Be considerate. One thing that factored into my choice of a restaurant was proximity to his hotel. I figured I'd choose something convenient and easy for him to find on his own, without spending money on a cab to get there. The client noticed and appreciated that the place was so close and easy to find.

Be prepared to offer suggestions for what to do next. You may or may not have time to run around town with your clients, showing the sights. But if he's visiting from another city, chances are he'll want some suggestions for fun, off-the-beaten-track touristy things to do. I gave my client several suggestions for fun things to do in Philly while he was there, but I probably could have given more interesting and unusual ones if I'd done a little research beforehand.

Who pays? I paid. I thought it would be a nice gesture, and I think it made a good impression. I'm not sure what the formal rules are for client lunches, but my instinct said that I should pick up the tab.

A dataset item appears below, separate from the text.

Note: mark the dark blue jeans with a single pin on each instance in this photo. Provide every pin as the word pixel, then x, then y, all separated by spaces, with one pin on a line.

Getting to know this client was fun and worthwhile--and I encourage any of my clients who happen to be in Philadelphia to drop me a line. With a little preparation, a client lunch can be a fun and stress-free way to spend the afternoon.


Anonymous said...

This is a keeper, Jennifer. I have several clients, longtime, highly valued and valuable clients, that I've never met. I certainly want to, and when we happen to be in the same city one of these days, I'll use these tips. Good stuff!

Jennifer Williamson said...

Great--glad you liked it! Hope you get together with those clients someday.